Le bugie di Marco Travaglio sull’avviso di garanzia a Chiara Appendino

Ma c’è di più, Travaglio spiega che «nel caso dell’Appendino si tratta del rinvio di un anno di un pagamento di un debito che il Comune aveva con un’azienda». In realtà non si tratta nemmeno di un debito ma della restituzione di una caparra che in base agli accordi presi dalla precedente amministrazione avrebbe dovuto essere restituito nel 2017. La Appendino non ha deciso di rinviare di un anno la restituzione della caparra, perché dal documento dei revisori dei conti traspare che la Appendino non aveva preso nessun accordo con REAM, la società che nel 2012 aveva versato al Comune la caparra da 5 milioni di euro. Insomma prendendo per buona la versione di Travaglio ne consegue la Appendino ha deciso di rinviare il debito ad insaputa dei creditori.

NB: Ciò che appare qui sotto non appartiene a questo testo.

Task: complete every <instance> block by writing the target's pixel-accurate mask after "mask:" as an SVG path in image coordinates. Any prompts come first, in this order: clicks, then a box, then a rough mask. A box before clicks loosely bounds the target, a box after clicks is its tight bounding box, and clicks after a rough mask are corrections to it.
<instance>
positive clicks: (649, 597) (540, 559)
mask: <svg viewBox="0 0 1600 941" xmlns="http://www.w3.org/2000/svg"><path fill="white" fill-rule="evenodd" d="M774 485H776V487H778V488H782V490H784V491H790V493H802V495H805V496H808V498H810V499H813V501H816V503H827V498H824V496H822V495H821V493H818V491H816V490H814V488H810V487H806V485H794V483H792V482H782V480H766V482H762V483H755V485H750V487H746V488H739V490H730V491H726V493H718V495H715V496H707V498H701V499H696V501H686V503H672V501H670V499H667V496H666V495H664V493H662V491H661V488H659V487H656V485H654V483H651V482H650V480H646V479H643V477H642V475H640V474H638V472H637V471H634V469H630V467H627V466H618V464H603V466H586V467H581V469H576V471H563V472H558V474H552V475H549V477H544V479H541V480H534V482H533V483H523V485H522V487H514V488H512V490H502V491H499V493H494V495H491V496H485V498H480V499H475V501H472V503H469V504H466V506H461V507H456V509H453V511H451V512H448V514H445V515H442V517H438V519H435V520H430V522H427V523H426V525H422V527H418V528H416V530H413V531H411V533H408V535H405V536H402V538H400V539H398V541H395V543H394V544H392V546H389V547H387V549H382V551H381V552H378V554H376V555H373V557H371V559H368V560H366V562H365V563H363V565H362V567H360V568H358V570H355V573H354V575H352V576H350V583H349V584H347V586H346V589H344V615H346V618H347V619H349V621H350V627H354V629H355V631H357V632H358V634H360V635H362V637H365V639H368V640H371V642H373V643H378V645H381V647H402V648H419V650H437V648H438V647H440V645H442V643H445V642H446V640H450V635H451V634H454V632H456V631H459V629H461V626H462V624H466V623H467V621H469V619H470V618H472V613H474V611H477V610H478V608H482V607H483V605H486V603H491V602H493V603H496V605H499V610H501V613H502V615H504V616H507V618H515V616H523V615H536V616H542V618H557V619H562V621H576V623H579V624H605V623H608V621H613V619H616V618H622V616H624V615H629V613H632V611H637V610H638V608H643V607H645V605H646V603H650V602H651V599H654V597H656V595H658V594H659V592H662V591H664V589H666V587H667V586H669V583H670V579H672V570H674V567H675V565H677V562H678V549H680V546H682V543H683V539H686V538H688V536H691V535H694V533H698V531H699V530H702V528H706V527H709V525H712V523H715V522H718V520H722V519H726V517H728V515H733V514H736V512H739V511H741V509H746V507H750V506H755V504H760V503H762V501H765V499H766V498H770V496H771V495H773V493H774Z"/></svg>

Contestualmente però la sindaca ha iscritto a bilancio l’entrata di 19.6 milioni di euro, derivanti dalla cessione dei diritti di superficie della ex Westinghouse alla società vincitrice della gara. Se avesse voluto rinviare di un anno il pagamento del debito come sostiene Travaglio avrebbe messo a bilancio 14.6 milioni di euro in entrata e i 5 milioni di euro in uscita, specificandolo.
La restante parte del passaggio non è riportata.